KINERJA KEUANGAN BANK MILIK PEMERINTAH INDONESIA (Studi Kasus : BNI, BRI, BTN, Bank Mandiri)
Abstract
This study aims to analyze the comparison of the financial performance of state-owned banks and provide empirical evidence of the effect of LDR, CAR, and NPL on ROA. This analysis uses an independent variable of liquidity and solvency. The independent variable is focused on CAR, LDR, NPL, while the dependent variable is profitability focused on ROA. The data used are secondary data derived from the annual financial statements of BNI, BRI, BTN, Bank Mandiri listed on the Indonesia Stock Exchange in the period 2008 to 2015. The method of testing data uses, classic assumption test, multiple linear regression, coefficient of determination (R2 ), by testing the hypothesis t test and F test.
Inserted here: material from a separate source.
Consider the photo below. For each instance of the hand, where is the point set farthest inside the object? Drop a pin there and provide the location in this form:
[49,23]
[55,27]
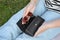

The results showed that the multiple linear regression equation Y = 1.145 + 0.023 X1 + 0.004 X2 - 0.281 X3. Partial test (t test) shows that the LDR ratio of government-owned banks has a positive and significant effect on ROA with a t count of 3.108 > t table 1.693 with a significant level of 0.0046 or 0.46%. CAR ratio has a positive effect and is not significant for ROA with a t count of 0.126 < t table 1.693 with a significant level of 0.9004 or 90.4%. The NPL ratio has a negative and not significant effect on ROA with a tcount of -4.594 < t table 1.693 with a significant level of 0.0001 or 0.01%. Simultaneous testing (F test) shows the ratio of LDR, CAR, and NPL has a positive and significant effect on ROA with a calculated F value of 26.414 > t table 2.93 with a significant level of 0.000 or 0.0%. The results of testing the coefficient of determination (R2) shows that the independent variables LDR, CAR, and NPL can explain the effect on the dependent variable ROA, which is equal to 0.863 or 86.3% while 13.7% is influenced by other variables not examined.